I don’t. But I can test for it, with reason and logic:
- Does this belief make me clearer or more confused?
- Does it make me stronger, or more fragile?
- Does it help me see, or just help me cope?
Darwin’s approach reminds me to watch for utility without mistaking it for truth.
Your body and the world is a means to attain liberation. - Advait Vedanta
So Where Do “I” Stand?
After all this, the existential void, Ayn Rand’s focus on reason, Darwin’s evolutionary tales, where am I? I don’t know.
Maybe, somewhere between cautious and stubborn.
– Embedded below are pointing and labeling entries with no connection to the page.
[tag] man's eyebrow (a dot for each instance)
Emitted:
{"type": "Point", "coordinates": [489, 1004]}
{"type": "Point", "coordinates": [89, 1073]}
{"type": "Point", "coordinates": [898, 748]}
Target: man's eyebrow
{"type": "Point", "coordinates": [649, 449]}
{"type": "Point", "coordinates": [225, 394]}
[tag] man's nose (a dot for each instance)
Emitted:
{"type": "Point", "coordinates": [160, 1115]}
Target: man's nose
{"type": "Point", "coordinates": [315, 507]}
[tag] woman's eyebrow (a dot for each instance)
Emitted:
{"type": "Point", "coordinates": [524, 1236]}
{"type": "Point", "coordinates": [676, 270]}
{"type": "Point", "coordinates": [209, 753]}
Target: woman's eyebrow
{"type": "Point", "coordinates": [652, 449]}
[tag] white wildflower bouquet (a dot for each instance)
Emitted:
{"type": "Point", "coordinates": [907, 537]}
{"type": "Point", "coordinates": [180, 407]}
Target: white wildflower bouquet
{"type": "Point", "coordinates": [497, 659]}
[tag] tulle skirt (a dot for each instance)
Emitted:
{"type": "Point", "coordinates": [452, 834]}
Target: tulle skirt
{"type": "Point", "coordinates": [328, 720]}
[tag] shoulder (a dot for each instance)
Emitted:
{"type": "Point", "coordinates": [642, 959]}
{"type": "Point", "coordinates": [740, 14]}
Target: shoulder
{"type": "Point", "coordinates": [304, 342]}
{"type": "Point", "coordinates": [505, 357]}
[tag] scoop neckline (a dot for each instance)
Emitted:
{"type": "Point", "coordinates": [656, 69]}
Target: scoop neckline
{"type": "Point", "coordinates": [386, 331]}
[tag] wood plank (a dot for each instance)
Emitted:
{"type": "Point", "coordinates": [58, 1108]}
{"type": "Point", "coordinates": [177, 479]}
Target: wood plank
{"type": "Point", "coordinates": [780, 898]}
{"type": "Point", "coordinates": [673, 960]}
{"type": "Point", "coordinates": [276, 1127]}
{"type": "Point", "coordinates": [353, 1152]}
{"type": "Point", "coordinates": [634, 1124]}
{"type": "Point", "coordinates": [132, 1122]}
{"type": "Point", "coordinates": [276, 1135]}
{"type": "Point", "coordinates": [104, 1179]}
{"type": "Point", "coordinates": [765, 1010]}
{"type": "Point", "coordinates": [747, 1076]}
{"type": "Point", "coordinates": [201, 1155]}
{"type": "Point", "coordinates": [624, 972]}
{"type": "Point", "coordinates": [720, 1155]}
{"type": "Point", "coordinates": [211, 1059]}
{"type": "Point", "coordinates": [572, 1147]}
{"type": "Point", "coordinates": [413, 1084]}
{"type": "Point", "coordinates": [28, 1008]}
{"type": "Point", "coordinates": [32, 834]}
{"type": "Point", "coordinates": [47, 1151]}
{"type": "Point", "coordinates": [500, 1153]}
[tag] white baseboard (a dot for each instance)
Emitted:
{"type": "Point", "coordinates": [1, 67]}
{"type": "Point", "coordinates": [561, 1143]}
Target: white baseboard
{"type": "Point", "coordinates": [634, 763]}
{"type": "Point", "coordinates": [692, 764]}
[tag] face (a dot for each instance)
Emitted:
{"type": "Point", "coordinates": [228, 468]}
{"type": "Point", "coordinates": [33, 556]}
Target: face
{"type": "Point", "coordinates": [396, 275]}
I don’t trust the implied certainty. But I trust what holds up, until I learn better. Some basics can be:
- Repeated observation
- All parts fit together logically
- Feedback from reality
- The calm clarity you feel when something is real, not copied, not emotional, just understood.
That’s what I chase. Not only that, but I also chase the wisdom that comes with it. Not flashy beliefs. Not viral truths. Not slogans. They are just fillers in a marketing campaign.
Only the moment when something stands on its own, even if no one else sees it.
The Litmus
When I try to know something, I ask:
- Did I experience this first-hand, or am I echoing someone?
- Can I explain this to a 12-year-old without hand-waving?
- Does this belief make me more responsible or more dependent?
- If I strip away fear, desire, and identity; does it still hold?
If a statement passes these, I keep it. If not, I drop it. Or shelve it with a label, “Pending clarity” and wait until I’m ready to look deeper.
I don’t know anything for sure. Maybe that’s the only thing I know. But I’m learning to live beyond it. Improve my perspective, attention, and focus. Teaching myself to be more investigative.
Because the point isn’t to collect answers like badges. The point is to keep looking. Without flinching, faking, and without stopping. And maybe, just maybe, that’s all the knowing I’ll need for now. But I’m ready to keep learning.